Question: Whay ranking count data lead to uniform distribution of the features ?
0
jack790 wrote:

One of the normalization methods of count data is ranking . that is you rank the expression of each genes across different samples and it's lead to uniform distribution for every gene.

Does someone knows why it leads to uniform distribution ?

sequencing rna-seq next-gen R • 1.6k views
modified 5.3 years ago by Michael Dondrup46k • written 5.3 years ago by jack790
1
Michael Dondrup46k wrote:

I guess it doesn't. I guess you do not mean 'uniform'? Please try to read a bit on topic before you make such claims.

Edit, your claim is not (generally) true, in case of ties in ranks! (Proof trivial)

The ranks are uniformly distributed from zero to the sample size . Hence, the ranks lead to exactly the same distribution for all genes, which directly leads to exactly equal means and variances for all genes.

While you claim:

that is you rank the expression of each genes across different samples and it's lead to uniform distribution for every gene.

These do not have the same meaning, your sentence could be interpreted as such that the variation in counts across samples for each gene follows a uniform distribution, while what the authors state is that for each sample the ranks of counts are uniformly distributed.

The reason is simply, if you rank N items, you get a different permutation of 1..N as ranks for each sample, however each value  from the domain 1..N is present exactly once, making the distribution uniform (identical probability for each value). Disregarding ties though! If there are many ties, than the resulting distribution of ranks is no longer uniform.

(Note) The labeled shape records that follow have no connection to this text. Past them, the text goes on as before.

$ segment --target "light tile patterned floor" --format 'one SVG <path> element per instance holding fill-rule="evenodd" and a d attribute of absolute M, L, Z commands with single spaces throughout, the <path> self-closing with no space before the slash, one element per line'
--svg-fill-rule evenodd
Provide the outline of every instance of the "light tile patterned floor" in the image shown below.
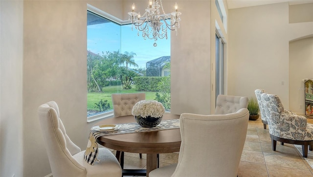
<path fill-rule="evenodd" d="M 308 122 L 313 123 L 313 119 L 308 119 Z M 282 146 L 277 142 L 276 151 L 272 151 L 268 130 L 263 129 L 261 118 L 249 120 L 238 176 L 313 177 L 309 164 L 313 165 L 313 152 L 309 151 L 307 161 L 296 148 L 293 145 Z M 146 156 L 142 155 L 140 159 L 138 154 L 125 153 L 124 168 L 145 169 Z M 178 156 L 178 153 L 160 154 L 160 166 L 177 163 Z"/>

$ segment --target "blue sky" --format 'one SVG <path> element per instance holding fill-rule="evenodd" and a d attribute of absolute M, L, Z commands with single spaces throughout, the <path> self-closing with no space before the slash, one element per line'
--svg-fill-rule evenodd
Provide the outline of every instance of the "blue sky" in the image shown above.
<path fill-rule="evenodd" d="M 114 23 L 101 23 L 87 26 L 87 49 L 96 54 L 103 51 L 119 50 L 133 52 L 135 62 L 139 67 L 146 67 L 146 62 L 156 58 L 171 55 L 170 31 L 168 30 L 168 39 L 158 39 L 155 47 L 154 40 L 144 40 L 142 33 L 131 25 L 120 26 Z"/>

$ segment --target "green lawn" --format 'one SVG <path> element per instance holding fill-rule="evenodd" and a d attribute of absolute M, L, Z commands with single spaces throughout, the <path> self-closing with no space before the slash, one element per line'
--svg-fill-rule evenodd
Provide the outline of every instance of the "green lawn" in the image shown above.
<path fill-rule="evenodd" d="M 122 86 L 113 86 L 106 87 L 102 89 L 103 92 L 89 92 L 87 93 L 87 110 L 97 110 L 97 108 L 95 108 L 96 106 L 95 103 L 97 103 L 101 99 L 103 101 L 108 100 L 110 103 L 111 109 L 113 109 L 112 105 L 112 99 L 111 94 L 112 93 L 139 93 L 142 91 L 137 91 L 135 90 L 134 86 L 132 85 L 132 88 L 129 89 L 123 89 Z M 146 92 L 146 100 L 154 100 L 156 98 L 156 92 Z M 98 110 L 98 111 L 99 111 Z"/>

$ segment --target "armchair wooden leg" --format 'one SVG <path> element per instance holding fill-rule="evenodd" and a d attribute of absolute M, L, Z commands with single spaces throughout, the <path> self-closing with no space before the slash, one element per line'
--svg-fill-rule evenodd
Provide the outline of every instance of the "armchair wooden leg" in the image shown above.
<path fill-rule="evenodd" d="M 303 157 L 308 157 L 308 145 L 302 145 L 302 154 Z"/>
<path fill-rule="evenodd" d="M 276 144 L 277 143 L 277 141 L 276 140 L 274 140 L 272 137 L 271 137 L 272 139 L 272 150 L 273 150 L 273 151 L 276 151 Z"/>

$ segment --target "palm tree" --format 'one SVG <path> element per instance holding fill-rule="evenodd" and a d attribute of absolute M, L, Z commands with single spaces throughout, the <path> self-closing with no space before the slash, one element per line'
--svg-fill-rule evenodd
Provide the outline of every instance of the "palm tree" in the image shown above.
<path fill-rule="evenodd" d="M 128 65 L 129 66 L 132 65 L 135 67 L 138 67 L 138 65 L 135 63 L 134 60 L 133 59 L 134 56 L 136 56 L 136 54 L 133 52 L 125 52 L 123 54 L 121 54 L 121 64 L 124 65 L 124 64 L 126 64 L 126 69 L 128 69 Z"/>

That is true for any set of integers btw, because a set contains each value once, yielding probability 1/N for each value.

(side node: one can also conclude from a different angle on how this sentence was meant (across repeated measurements or samples (rows) or within samples (columns)):

Imagine counts of several genes, which ranks do make sense to use? If we ranked row count values (rank columns for each gene), we would have no normalization for library size whatsoever, and therefore the ranks would not be very informative.

If you compared ranks of genes within columns (rank all genes in each sample), the library size effect would be removed achieving effective normalization. Now in this case, means of row ranks cannot be equal for each pair of genes unless your ranked counts are totally random. Instead, the more reproducible your samples are the better the rank agreement will be between all samples.)

indeed it does!!. so do you have reason why not ?! ;-)  look at this paper figure 2.

1

In science, you need to utilize a very precise language, for example, "leads to uniform distribution for each gene" is something different than "leads to uniform distribution over all genes".